Re: [Discussion] Deprecate auto cleanup RenderedTaskInstanceFields and decouple k8s_pod_yaml

Andrey Anshin Mon, 30 Jan 2023 14:45:02 -0800

There are some potential drawbacks in your suggestion (you never know
until you try).


1. Additional indexes add additional performance degradation on Insert but
gain potential improvements on delete and unknown on update, RDBMS still
require rebalance index and make it consistent to the table.
2. LIMIT x OFFSET y could easily become full seq scan, especially if the
user set a huge number for offset (which? unknown).
3. Mixing two indexes could improve performance in a single query but in
concurrent execution might lead to degradation because it needs to create a
bitmap table for comparison between these two indexes, as result it might
lead different issues, such as OOM on DB backend, use swaps or optimiser
decided that better not to use this indexes.

> If we try to keep all historical values there by default, there are
numerous cases it will grow very fast - far, far too quickly.

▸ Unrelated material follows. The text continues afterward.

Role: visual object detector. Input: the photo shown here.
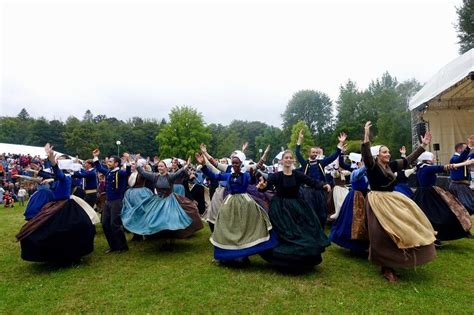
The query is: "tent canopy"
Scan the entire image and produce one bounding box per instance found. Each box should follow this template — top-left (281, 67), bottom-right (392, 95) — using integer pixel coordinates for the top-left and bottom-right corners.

Is it a real problem? Until we access only by indexes, which doesn't
include this JSON, it really doesn't matter. I guess we almost always
should make a UNIQUE INDEX SCAN for SELECT or DELETE (UPDATE) a single
record.

It is opposite of what we have right now, we scan tables (maybe multiple
times), read all records tuples which contain JSON.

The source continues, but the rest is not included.